HM Insights

Different strokes? Room for manoeuvre in EU directives implementation

The new EU public procurement directives came into force on 17 April 2014, and must be transposed into national law within two years.

Both the Scottish and UK Governments have stated that they intend to implement the directives more quickly, however, with Nicola Sturgeon, the Cabinet Secretary for Infrastructure, Investment and Cities, announcing that the Scottish Government would consult on implementing regulations this summer with a view to the new Scottish regulations being introduced in 2015. In order to allow businesses to take advantage of the more flexible regime which the directives introduce, the UK Government has indicated it may look at introducing new regulations as early as October this year.

The new regulations (whether those for Scotland or those for other parts of the UK) will significantly change the obligations on public bodies in a number of ways, not least the abolition of the Part A/ Part B services distinction. Although much of what the new regime will look like can be gleaned from the directive itself, in some important areas the directive leaves wide scope to member states to decide how the directive is implemented into national law.

Considering past performance of suppliers

One such area is in relation to the consideration by public bodies of the past performance of suppliers. The UK Government issued an Action Note in late 2012 setting out how public bodies should factor past performance into the selection of suppliers to tender; this was in the wake of various high-profile failures in contract performance.

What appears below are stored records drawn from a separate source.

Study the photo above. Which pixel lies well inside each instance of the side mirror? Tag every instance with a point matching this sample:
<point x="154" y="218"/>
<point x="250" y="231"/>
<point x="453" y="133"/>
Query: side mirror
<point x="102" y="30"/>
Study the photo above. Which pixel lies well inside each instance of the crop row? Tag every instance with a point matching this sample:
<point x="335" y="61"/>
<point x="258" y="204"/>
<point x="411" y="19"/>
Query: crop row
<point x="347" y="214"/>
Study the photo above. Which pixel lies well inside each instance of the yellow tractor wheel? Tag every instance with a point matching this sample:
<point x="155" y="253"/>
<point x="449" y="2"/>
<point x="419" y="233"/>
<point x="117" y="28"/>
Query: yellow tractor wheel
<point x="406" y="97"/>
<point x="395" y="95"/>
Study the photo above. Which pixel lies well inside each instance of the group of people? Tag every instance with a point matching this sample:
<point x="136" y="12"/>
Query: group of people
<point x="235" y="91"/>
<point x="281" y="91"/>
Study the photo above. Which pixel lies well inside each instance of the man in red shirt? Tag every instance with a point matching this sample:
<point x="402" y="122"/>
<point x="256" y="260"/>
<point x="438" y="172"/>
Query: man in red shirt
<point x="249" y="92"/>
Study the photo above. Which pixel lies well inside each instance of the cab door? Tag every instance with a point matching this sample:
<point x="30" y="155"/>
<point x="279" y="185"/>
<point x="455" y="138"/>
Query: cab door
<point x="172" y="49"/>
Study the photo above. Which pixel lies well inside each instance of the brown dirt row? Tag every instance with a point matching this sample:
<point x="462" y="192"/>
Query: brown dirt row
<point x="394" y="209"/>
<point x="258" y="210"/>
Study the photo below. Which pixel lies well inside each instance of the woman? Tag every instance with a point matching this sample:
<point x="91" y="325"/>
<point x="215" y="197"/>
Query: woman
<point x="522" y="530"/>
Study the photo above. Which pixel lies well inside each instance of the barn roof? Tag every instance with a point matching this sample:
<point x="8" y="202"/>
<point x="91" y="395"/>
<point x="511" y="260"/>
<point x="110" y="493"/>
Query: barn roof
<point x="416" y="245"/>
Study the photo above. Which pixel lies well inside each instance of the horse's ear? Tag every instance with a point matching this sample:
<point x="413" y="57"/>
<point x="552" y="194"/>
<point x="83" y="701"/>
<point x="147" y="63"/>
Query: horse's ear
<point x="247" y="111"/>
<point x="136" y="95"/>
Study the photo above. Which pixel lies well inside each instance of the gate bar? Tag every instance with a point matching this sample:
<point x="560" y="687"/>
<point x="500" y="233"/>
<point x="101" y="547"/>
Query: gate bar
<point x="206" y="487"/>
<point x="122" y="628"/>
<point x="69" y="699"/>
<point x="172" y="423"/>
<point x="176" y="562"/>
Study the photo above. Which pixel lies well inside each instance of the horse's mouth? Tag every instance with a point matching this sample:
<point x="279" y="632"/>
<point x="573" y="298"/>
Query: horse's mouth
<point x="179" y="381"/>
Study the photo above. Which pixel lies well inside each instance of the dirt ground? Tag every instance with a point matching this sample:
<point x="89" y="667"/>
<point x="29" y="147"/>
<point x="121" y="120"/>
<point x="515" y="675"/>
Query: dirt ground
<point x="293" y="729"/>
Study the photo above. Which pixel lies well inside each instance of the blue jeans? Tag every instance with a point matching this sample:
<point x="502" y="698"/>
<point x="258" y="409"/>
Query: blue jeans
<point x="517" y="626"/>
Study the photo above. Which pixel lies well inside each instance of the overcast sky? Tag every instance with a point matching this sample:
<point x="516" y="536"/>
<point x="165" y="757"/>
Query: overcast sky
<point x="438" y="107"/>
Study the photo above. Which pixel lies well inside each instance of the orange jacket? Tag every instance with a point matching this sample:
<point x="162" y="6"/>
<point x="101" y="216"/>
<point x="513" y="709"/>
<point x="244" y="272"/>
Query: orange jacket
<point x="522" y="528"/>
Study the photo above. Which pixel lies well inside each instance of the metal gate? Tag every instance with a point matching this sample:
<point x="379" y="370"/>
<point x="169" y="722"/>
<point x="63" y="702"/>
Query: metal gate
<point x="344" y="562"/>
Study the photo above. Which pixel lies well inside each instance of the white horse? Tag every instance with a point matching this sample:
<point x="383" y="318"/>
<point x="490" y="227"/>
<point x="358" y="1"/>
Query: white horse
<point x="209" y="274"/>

The Action Note has limited formal application, however, being limited to contracts over £20 million in ICT and related areas. The directive envisages past performance being considered more widely, although not in all circumstances. To constitute a ground for excluding a supplier from a procurement process, the deficiencies in past performance will require to be significant or persistent, relate to a substantive requirement of the previous contract, the exclusion must be time-limited and the supplier must be given the opportunity to demonstrate that it has adopted measures to remedy previous failure.

The implementing regulations will require to address many practical issues such as whether there will be a central registry (at Scotland, UK, EU or other level) of organisations which fall within the scope of the exclusion ground; whether exclusion on this ground will be mandatory or discretionary; and whether individual public bodies will be able to decide whether to exclude based on the relevance of previous failure to the particular proposed contract in question.

Don't be exposed as directives are transposed

This issue of past performance of suppliers is just one example of the many areas where the directive sets out overarching principles but where the practical consequences for public bodies will depend very much on the national implementing regulations. Particularly in view of the very tight timescale for implementation of national regulations, public bodies should pay careful attention to the various consultations to obtain some early indication of how this, and other aspects of the directives, will be transposed into national law.